Et comme on ne veut plus le défendre, on décide de le pérenniser. Mais le problème restera le même : cet argent est donné sans contrainte ni aucun contrôle.
Il est donc temps de mettre un bon coup de balai dans ces niches fiscales inutiles, qui représentent de véritables gouffres financiers pour l'État.
Si nous ne partageons évidemment pas l'avis général de la Cour des comptes, qui demande toujours plus de coups de rabot, conformément à une orthodoxie budgétaire bien connue, force est de constater qu'elle pointe de graves irrégularités de gestion dans l'exécution budgétaire, qui en justifient le rejet.
Ce budget a finalement été à l'image de ce qu'est la politique de ce gouvernement et du précédent : sévère avec la quasi-totalité de nos concitoyens, mais très généreuse avec quelques-uns, tels les plus riches des actionnaires. Pour preuve, le budget 2017 a été particulièrement dur envers les collectivités territoriales, puisque les transferts en leur faveur ont baissé de 3 milliards d'euros. À l'inverse, comme je l'ai dit tout à l'heure, il s'est montré plus clément avec les entreprises bénéficiaires du CICE.
L'autre enseignement que l'on peut tirer de ce projet de loi de règlement est que les deux gouvernements concernés ont bénéficié d'un contexte économique extrêmement favorable, mais ont décidé de ne pas en faire profiter la majorité de la population. Avec un taux de croissance de 2,2 %, au lieu des 1,5 % pris comme hypothèse en loi de finances initiale, ce sont pourtant 5,5 milliards d'euros de recettes fiscales supplémentaires qui sont rentrées dans les caisses de l'État. Force est de constater, comme nous le craignions et comme le montre également l'étude de l'INSEE qui nous a été présentée en commission des finances et dont la presse a commencé ces jours derniers à se faire l'écho, que cette croissance n'est en rien due aux politiques menées, par ce gouvernement ou par le précédent, mais qu'on la doit en totalité à un environnement économique mondial très favorable, entré dans une des phases cycliques que le capitalisme connaît, même lorsqu'il est financiarisé.

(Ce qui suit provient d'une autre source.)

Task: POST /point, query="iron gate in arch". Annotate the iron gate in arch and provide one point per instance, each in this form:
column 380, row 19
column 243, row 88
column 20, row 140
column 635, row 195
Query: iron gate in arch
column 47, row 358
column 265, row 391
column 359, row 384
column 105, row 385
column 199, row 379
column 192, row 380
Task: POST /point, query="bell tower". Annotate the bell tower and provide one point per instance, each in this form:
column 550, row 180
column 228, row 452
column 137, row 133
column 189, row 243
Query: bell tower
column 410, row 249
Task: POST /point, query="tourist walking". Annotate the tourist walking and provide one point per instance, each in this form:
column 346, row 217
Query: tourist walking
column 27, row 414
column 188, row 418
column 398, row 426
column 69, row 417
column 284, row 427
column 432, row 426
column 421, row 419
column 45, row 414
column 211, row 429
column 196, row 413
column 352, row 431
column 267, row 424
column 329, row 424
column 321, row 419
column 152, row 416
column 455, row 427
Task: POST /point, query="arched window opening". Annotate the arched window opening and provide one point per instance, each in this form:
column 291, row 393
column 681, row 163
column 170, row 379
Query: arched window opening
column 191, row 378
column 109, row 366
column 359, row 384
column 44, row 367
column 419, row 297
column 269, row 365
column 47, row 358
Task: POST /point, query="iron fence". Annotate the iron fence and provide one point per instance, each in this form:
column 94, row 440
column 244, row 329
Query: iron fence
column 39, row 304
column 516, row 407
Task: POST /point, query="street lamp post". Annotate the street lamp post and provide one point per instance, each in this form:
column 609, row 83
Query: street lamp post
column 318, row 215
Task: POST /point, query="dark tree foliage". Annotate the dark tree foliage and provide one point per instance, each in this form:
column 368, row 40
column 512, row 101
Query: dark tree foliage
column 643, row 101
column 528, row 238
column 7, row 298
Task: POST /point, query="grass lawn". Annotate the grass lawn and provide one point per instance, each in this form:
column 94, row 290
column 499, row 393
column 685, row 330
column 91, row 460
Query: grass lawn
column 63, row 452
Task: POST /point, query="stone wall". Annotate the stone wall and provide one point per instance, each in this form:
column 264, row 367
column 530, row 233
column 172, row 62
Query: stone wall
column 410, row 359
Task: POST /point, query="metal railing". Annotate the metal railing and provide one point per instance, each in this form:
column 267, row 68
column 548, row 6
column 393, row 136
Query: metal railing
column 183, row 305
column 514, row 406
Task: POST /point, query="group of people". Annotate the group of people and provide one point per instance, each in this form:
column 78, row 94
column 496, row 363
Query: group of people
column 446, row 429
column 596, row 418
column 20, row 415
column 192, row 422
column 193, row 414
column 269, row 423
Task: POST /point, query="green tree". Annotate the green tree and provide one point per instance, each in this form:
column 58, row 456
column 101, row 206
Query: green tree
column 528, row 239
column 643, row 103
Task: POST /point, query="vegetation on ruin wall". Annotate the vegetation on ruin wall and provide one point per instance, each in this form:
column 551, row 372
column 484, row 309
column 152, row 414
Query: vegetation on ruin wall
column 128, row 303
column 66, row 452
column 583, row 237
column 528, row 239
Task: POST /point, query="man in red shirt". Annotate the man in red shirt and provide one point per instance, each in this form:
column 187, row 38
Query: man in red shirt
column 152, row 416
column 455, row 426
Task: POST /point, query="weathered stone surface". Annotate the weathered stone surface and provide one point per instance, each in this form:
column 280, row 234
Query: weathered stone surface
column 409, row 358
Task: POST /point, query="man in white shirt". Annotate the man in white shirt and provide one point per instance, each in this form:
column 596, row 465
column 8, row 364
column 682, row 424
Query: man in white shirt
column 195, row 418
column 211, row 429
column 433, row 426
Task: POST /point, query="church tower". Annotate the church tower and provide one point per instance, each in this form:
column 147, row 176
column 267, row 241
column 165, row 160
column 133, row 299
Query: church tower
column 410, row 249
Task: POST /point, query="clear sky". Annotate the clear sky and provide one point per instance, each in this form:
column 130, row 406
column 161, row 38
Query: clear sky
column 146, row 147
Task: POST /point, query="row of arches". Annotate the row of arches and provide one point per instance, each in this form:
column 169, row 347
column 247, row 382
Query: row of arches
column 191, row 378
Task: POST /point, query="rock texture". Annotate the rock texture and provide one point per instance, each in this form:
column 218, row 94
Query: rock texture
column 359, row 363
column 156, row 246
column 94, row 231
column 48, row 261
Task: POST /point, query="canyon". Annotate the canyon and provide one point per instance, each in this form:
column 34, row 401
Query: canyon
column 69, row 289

Ainsi, en 2017, la croissance mondiale a été de 3,7 % et la croissance de la zone euro de 2,5 %, avec un prix du baril de pétrole encore bas. Les deux gouvernements qui se sont succédé auraient pu utiliser ces recettes supplémentaires pour réduire les inégalités ou les investir dans l'économie réelle et dans le pouvoir d'achat. Il n'en a rien été, et pour cause ! Vous avez finalement décidé d'utiliser ces recettes pour améliorer le solde budgétaire, conformément aux injonctions de Bruxelles. Mais je sais bien, en évoquant cette alternative que nous défendons avec La France insoumise, que, sur tous les bancs de cet hémicycle, on se plie à l'orthodoxie budgétaire qui n'admet comme seuls critères valables que la dette et le déficit, qu'il s'agit de ramener forcément en dessous de 3 %, ainsi que le veut la règle d'or, sans même analyser la nature de la dette. On ne fait pas la différence entre une dette pour les générations à venir ou celle contractée en 2008, qui a servi à recapitaliser les banques après la crise des subprimes, qui continue de coûter très cher à l'économie française.
Vu l'importance des coups de rabot qui ont été portés au budget, malgré 5,5 milliards d'euros de recettes supplémentaires, on peut craindre le pire si les recettes s'avèrent finalement plus basses que prévu au cours des exercices budgétaires à venir. C'est d'ailleurs, là encore, ce qui est annoncé par l'INSEE. M. Woerth, tout à l'heure, nous faisait part de ses espoirs que les chiffres sortis de l'INSEE n'aient qu'un caractère provisoire. Pour ce qui me concerne, cher président, je suis très inquiet. Il me semble que nous sommes malheureusement plus proches de la prochaine crise financière que d'une succession d'années marquées par une relance de l'activité et une croissance soutenue.